50 years ago on this blessed day, the most incredible embodiment of strength and resilience graced the world with her presence. My mother, who's been a cricket fanatic for all of her life, has finally scored the half-century of life, Masha'Allah. Congrats Mom, YOU'RE 50 YEARS OLD!!
Unfortunately, both my brother and I are thousands of miles away, and the most that I could do to be "present" during this time is video chat with the parental unit over Viber.
Ever since February hit, I've been a mess in my head, and I think it's because with this milestone approaching, the amount that I miss my mom just increases exponentially every day. The relationship that I've had throughout my life with my mother has been incredibly influential in developing myself; she's taught me how to smile in the face of adversity, how to put those I care above all else, how to retain faith in challenging situations- this list can go for days.
Her experiences in life have been diverse, and many of them have not been pleasant, and many of them have caused her a lot of pain and stress. But through all of it, she's maintained her composure and faced every new challenge head-on, failure never being an option.

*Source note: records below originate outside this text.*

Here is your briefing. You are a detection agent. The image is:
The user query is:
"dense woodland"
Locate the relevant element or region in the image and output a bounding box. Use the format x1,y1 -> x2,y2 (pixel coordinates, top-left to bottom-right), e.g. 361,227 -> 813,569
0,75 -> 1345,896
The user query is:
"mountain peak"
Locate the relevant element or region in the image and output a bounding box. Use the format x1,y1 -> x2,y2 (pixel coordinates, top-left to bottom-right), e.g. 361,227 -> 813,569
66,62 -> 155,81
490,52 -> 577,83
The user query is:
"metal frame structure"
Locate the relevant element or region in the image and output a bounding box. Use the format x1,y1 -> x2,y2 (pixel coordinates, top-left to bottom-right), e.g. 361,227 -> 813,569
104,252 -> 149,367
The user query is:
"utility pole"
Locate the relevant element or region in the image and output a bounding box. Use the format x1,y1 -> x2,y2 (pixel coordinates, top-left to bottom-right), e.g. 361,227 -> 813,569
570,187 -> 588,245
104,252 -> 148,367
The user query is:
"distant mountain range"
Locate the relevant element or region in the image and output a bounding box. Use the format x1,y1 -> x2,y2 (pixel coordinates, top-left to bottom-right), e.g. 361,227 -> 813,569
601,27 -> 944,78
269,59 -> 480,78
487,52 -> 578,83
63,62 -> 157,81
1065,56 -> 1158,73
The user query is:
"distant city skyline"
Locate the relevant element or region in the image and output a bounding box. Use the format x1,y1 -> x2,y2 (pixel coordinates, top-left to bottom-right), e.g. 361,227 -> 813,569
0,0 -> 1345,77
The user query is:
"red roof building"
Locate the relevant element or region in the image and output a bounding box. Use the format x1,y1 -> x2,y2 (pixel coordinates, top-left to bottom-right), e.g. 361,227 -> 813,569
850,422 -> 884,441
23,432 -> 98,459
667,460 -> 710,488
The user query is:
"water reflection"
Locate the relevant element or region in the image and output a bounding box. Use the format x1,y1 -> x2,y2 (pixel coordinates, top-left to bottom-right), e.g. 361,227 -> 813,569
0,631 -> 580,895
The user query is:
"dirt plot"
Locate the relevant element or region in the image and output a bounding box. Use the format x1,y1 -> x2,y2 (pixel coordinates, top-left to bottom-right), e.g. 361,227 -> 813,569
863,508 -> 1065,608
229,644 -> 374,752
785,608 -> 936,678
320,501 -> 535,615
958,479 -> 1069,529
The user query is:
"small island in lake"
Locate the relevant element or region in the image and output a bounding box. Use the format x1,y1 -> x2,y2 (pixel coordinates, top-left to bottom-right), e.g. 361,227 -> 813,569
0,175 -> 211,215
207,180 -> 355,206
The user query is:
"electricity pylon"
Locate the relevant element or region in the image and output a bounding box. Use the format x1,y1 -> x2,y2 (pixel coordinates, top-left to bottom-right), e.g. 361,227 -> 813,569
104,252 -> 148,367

She's also insanely humble, and never gives herself enough credit for being the amazing woman that she is.
Maa, thanks for always listening to me ramble on about life- be it the drama that's going on in my circle of friends, or work-related stress, or the downpour of my philosophical wonderment, or my social justice rants. Your openness to new ideas, and desire to absorb as much knowledge as possible is a constant reminder to me that life is fleeting, and that we should make the most out of every single second that we are allowed to be alive.
Everybody that is reading this, keep my mother in your prayers as she enters into a new stage in her life. Ammi, love you, miss you, always.